Winlogbeat and pipelines and painless scripts, oh my!

Overview

Rambling
Overview
Winlogbeat
Ingest pipelines
What now?

Rambling

Whew! It’s been about 2 weeks since the 2019 PowerShell + DevOps Global Summit - the first conference I’ve played a role in organizing. It was super fun, and it was an honor to get a chance to help with content for the summit… that said, it’s been a nice two weeks of recovering!

A lot of folks asked what I do nowadays! I gave my usual :headtilt: computers? response, but the gist of it is, while I still do quite a bit with PowerShell, I have a bunch of other building blocks to design solutions with! One of the more fun ones has been Elastic Stack.

So! Today we’ll dive into using Winlogbeat and ingest pipelines, in case it saves anyone else from wading through disparate documentation with no clear layout of an end-to-end example.

Disclaimer: I know way, way less about logging and Elastic Stack than I do about PowerShell.

Overview

Hopefully, you already have structured logging. If you don’t, or if you’re paying Splunk-level-money, my condolences.

Things we won’t be talking about today:

How important structured logging is, the many critical use cases that it enables, or any of that jazz. I assume you know it’s important
Spinning up a cluster, or even a single test node. You can find that elsewhere
PowerShell

So… what are we going to talk about? We’re going to show a slightly-more-useful config than the vanilla Winlogbeat examples you see out there, including:

how to filter log sources before sending them on to Elasticsearch
how to point logs at ingest pipelines
how to create an ingest pipeline

Let’s get going!

Winlogbeat

We tend to use Elastic Beats clients - there are other options out there, including NXLog.

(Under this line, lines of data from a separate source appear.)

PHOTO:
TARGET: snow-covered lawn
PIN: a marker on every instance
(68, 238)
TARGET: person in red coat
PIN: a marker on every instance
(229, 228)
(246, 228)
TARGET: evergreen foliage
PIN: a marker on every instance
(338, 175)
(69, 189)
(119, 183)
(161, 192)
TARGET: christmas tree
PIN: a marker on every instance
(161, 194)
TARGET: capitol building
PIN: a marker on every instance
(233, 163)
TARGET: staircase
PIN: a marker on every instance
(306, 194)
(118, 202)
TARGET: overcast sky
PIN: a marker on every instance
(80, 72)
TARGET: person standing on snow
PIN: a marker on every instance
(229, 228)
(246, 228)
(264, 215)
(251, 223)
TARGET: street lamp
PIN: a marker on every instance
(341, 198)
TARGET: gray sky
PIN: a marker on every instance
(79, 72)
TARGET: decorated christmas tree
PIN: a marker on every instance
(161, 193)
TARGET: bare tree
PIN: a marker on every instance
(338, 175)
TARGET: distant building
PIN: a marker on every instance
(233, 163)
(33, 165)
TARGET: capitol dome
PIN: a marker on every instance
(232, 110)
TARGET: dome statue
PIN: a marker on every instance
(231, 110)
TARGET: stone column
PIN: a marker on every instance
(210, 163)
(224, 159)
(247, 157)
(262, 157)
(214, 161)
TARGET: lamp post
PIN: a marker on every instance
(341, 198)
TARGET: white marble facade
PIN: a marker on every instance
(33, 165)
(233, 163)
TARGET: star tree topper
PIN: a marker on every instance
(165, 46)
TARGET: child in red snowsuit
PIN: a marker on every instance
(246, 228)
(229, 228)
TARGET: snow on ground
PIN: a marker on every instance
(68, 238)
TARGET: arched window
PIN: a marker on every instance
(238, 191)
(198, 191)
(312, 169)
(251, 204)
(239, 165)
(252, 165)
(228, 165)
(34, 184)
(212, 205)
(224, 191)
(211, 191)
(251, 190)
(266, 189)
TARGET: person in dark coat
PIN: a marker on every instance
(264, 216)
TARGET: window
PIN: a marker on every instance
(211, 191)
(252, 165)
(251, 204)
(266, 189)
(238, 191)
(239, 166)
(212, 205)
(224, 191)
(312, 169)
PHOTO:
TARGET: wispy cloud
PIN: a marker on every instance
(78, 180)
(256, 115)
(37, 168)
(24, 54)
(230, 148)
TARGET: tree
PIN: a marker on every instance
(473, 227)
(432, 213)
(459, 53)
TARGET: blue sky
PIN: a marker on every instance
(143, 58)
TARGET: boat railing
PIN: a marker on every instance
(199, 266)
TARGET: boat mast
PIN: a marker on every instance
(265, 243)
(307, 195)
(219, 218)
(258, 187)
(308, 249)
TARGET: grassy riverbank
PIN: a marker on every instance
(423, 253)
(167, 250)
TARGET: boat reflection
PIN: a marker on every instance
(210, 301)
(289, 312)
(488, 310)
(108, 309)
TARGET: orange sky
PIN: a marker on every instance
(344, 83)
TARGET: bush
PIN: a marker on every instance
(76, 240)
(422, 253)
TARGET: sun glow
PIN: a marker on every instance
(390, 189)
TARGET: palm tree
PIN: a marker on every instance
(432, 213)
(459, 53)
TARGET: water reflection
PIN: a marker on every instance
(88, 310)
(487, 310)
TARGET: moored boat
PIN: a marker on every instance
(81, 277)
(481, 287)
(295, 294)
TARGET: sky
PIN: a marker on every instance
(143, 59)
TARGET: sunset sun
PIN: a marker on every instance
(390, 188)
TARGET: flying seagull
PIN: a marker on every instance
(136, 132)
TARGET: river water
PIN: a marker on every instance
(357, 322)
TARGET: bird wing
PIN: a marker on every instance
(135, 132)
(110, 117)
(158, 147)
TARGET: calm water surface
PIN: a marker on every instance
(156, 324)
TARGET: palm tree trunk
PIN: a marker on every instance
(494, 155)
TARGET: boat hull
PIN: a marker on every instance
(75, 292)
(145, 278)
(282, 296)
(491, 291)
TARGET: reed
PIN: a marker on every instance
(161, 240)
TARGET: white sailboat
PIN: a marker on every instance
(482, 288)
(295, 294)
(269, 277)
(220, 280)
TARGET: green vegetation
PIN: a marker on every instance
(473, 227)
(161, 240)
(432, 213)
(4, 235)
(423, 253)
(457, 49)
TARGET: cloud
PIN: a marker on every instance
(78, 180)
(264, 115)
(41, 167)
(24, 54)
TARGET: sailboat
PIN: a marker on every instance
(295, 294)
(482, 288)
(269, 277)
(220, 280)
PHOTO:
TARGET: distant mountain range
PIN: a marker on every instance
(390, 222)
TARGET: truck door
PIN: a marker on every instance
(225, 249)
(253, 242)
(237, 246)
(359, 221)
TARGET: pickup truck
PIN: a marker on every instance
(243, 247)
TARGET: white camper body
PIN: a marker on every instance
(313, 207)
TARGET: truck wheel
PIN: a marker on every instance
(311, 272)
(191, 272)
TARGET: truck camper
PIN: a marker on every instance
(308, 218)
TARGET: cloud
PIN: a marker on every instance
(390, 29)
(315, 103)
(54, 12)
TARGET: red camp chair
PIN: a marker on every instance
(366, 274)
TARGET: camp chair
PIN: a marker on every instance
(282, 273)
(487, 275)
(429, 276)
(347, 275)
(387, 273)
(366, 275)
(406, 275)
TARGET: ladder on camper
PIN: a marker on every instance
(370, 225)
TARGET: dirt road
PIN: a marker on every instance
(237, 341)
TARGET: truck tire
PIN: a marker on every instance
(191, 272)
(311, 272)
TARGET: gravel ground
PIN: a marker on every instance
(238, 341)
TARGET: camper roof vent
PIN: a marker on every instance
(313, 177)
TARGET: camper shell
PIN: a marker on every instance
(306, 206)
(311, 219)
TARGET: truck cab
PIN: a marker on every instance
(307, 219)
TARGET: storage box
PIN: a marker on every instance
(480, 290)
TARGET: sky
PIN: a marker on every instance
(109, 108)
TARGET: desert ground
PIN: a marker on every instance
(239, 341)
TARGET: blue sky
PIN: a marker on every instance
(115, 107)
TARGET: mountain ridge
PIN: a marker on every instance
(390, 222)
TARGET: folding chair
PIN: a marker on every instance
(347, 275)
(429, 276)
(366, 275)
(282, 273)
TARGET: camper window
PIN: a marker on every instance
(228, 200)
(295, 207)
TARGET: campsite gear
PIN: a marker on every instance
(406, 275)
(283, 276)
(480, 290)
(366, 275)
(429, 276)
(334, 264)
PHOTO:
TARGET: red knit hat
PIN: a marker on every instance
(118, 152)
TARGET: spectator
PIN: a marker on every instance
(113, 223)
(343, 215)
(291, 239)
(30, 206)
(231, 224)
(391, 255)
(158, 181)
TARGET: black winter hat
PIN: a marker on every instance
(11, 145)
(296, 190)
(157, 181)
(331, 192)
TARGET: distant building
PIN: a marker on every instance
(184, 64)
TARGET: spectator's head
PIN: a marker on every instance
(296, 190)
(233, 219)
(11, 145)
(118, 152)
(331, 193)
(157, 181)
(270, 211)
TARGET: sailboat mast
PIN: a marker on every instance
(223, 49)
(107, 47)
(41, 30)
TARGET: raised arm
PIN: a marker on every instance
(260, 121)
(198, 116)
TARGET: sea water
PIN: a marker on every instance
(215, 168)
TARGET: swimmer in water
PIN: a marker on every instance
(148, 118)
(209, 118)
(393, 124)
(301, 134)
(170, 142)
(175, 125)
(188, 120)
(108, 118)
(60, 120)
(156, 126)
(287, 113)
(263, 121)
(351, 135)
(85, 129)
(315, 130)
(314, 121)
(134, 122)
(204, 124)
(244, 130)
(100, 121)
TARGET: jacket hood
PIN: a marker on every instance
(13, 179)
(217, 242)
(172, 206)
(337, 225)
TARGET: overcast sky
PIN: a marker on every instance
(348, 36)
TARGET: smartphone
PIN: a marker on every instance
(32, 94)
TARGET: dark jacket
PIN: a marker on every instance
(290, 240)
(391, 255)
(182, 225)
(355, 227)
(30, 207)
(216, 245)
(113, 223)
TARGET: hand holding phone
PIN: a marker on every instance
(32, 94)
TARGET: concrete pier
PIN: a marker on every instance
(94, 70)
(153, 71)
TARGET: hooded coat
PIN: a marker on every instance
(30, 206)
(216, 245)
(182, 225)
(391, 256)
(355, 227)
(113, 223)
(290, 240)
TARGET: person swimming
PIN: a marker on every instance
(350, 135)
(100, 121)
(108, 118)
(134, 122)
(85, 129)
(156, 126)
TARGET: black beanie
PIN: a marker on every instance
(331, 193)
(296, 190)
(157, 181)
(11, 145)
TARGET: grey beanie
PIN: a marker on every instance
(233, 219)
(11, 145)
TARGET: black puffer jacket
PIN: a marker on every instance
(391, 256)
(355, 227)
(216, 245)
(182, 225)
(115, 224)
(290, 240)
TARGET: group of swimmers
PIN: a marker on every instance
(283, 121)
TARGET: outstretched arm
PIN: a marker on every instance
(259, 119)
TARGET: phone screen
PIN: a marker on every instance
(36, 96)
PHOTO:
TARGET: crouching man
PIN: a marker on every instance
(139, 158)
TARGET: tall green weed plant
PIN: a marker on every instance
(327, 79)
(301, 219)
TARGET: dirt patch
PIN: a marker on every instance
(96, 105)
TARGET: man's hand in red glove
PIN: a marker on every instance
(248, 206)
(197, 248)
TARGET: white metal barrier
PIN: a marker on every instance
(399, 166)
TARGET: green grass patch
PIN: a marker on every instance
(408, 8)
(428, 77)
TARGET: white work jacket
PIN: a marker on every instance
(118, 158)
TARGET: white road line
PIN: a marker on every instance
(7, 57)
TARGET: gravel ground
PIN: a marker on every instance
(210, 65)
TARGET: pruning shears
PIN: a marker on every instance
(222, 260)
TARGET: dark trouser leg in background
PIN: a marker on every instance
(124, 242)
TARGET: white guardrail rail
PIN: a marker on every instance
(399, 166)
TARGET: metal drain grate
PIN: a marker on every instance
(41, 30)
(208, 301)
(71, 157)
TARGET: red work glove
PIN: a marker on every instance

We’ll use Winlogbeat in this example. There are a few pieces we’ll dive into:

what logs we care about
whether any of the logs need to be processed in a pipeline
whether to process anything on the client

What we care about

So! First, we’ll tell Winlogbeat what we care about, and tack on information about which pipeline to ship logs to.

winlogbeat.event_logs:
  - name: Security
    ignore_older: 168h
    fields:
      rc_ingest_pipeline: 'windows'
      rc_index_name: 'windows'
    fields_under_root: true
  - name: 'Microsoft-Windows-DNS-Client/Operational'
    ignore_older: 168h
    processors:
      - drop_event.when.not:
          and:
          - equals.event_id: 3008
          - and:
            - not.equals.event_data.QueryOptions: '140737488355328'
            - not.equals.event_data.QueryResults: ''
  - name: System
    ignore_older: 168h
    processors:
      - drop_event.when.not:
          or:
          - equals.source_name: 'Microsoft-Windows-Eventlog'
          - and:
            - equals.source_name: 'Microsoft-Windows-GroupPolicy'
            - equals.level: Error
            - or:
              - equals.event_id: 1085
              - equals.event_id: 1125
              - equals.event_id: 1127
              - equals.event_id: 1129
          - and:
            - equals.source_name: 'Microsoft-Windows-Eventlog'
            - equals.level: Information
            - equals.event_id: 104

This looks ugly but it gives you an idea of the flexibility you can get, even if you stick to yaml.

In this example:

I want some operational DNS client log, but only if they are event id 3008, and aren’t associated with empty or local machine name resolution
I want everything from the security log
I want three varieties (or) of events from the System log

You can nest and and or statements, which gives you some nice flexibility. I err on the side of collecting too much, but these filters at least get me started.

Point to a pipeline and index

Now! You might have noticed something odd in the Security bit:

  - name: Security
    ignore_older: 168h
    fields:
      rc_ingest_pipeline: 'windows'
      rc_index_name: 'windows'
    fields_under_root: true

This is saying that for every event in the Security event log, I want to tack on an rc_ingest_pipeline field, with the value windows (fields_under_root just means I don’t want a nested property). This is how I tell Winlogbeat which ingest pipeline I want to use. In this case, I just have a generic catch-all windows pipeline, but you’ll likely have many others.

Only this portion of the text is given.